Die Wahrheit: Safety in Paradise
Neues aus Neuseeland: Wer mit der dort ansässigen Air New Zealand fliegt, darf sich auf ganz großes Kino gefasst machen.
S eit die Malaysia-Maschine vom Radar verschwand, macht man sich vor dem Fliegen so seine Gedanken. Ich bin in den nächsten Wochen viel im Lande unterwegs. Meine Vorkehrung heißt: Spruchbänder und Megafon ins Handgepäck. Vielleicht noch Proviant, falls wir gar nicht abheben. Denn in den ersten Minuten an Bord könnte es zu Tumulten kommen. Ausgelöst von Menschen, die aus Protest aufstehen und demonstrativ den Rücken zu den Bildschirmen drehen. Doch wenn Air New Zealand sein neuestes Sicherheitsvideo zeigt, ist Solidarität gefragt.
Normalerweise sind diese Bordfilmchen kulturelle Großereignisse. Kiwis sind immer sehr happy, ihr schönes Land beworben zu sehen. Unsere nationale Fluglinie lässt sich stets was Feines einfallen: Stewards in Bodypaint oder Rugby-Stars. Doch diesmal bin ich aufs Schärfste vorgewarnt. Das neue Air-New-Zealand-Video ist ein Eklat. Es ist sexistisch. Es ist der diesjährige Aufreger der antipodischen Luftfahrt. Ein Schocker, der die Titelseiten dominierte, während Kim Dotcom kurze Verschnaufpause machte. Dazu Schlagzeilen von Sydney bis CNN: „Turbulenzen für Air New Zealand“!
Kokossaft aus Strohhalmen
Ich bin aufs Schlimmste gefasst, als ich endlich in die nächste Maschine steige. Mit internationaler Frauenpower gewappnet schnalle ich mich an. Vielleicht sollte ich aus weiter Ferne live an #aufschrei tweeten? Davon muss die Welt erfahren. Das Video springt an: „Safety in Paradise“. Polynesische Musik erklingt. Ich traue mich kaum hinzugucken. Vier Schönheiten aus dem Sports-Illustrated-Sortiment flanieren auf dem Sand der Südseeinsel Rarotonga.
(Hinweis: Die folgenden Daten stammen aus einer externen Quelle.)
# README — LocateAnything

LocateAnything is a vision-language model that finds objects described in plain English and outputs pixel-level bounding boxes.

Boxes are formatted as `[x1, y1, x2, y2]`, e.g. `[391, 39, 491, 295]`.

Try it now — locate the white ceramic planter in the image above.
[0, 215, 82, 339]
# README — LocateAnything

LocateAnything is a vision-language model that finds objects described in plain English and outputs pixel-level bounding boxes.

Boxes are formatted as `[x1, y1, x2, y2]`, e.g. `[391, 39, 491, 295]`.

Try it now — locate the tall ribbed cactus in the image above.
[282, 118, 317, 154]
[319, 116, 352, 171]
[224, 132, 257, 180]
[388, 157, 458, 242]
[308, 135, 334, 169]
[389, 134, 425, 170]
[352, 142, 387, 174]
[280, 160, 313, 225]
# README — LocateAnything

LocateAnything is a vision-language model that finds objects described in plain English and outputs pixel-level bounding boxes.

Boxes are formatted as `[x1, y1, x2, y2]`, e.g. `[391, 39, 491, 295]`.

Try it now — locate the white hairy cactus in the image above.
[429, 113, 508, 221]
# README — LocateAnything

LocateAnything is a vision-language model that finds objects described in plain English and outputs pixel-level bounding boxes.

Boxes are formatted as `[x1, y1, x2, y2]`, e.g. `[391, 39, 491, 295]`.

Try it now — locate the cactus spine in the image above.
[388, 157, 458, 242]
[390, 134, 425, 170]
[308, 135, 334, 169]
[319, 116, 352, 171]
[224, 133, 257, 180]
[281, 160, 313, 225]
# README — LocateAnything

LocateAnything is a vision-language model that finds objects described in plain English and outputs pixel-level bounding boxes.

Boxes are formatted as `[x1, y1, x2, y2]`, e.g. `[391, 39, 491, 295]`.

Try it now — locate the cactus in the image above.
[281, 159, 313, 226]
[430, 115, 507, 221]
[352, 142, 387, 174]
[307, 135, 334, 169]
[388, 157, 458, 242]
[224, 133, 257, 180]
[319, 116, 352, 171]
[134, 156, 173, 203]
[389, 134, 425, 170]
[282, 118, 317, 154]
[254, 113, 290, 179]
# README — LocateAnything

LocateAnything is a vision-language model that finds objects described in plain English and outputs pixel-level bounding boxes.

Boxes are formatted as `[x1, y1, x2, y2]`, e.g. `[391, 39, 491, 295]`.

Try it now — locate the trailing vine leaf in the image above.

Eine Unverschämtheit: Auf den Cook-Inseln sieht es nicht überall so paradiesisch aus! Aber um Postkartenklischee contra polynesische Realität geht es jetzt nicht. Also doch hingeschaut. Tut auch kaum weh. Die Models werfen verführerisch die Haare zurück, schlürfen aus Strohhalmen Kokossaft und demonstrieren nebenbei, wie der Anschnallgurt zwischen Tanga und Blumenkette straff sitzt. Vier Minuten lang weichgespülte Bikini-Posen. Ich hab’s überlebt. Die Langnese-Spots früher waren auch nicht schlimmer.
Ginge es nach Deborah Russell, Dozentin an der Massey-Universität, wäre mir dieser Affront besser erspart geblieben. „Safety in Paradise“ schade der Sicherheit der Frau, so die feministische Streiterin. Leider hat sie wohl übersehen, dass in dem hirn- und harmlosen Filmchen auch ein paar Island Boys vorkommen – knackig, dumpfbackig und natürlich nackt bis zur Hüfte. Sie bestechen auch nicht gerade nur durch ihr Hirn. Aber egal. Wollen wir nicht kleinlich sein, wenn’s ums Große geht.
Der Sturm über den Wolken schlug Wellen: 1,2 Millionen Klicks des Videos auf YouTube in nur fünf Tagen. Vielleicht bleibt neben der knappen Bademode auch die wichtigere Botschaft hängen: Notausgänge, Atemmaske, Schwimmweste! Noch ist die Nacktfleisch-Kalkulation nicht ganz aufgegangen. Ein früherer Air-New-Zealand-Spot mit „Golden-Girl“-Star Betty White erzielte weit mehr Zuschauer. Die alte Dame ist 92 und komplett bekleidet.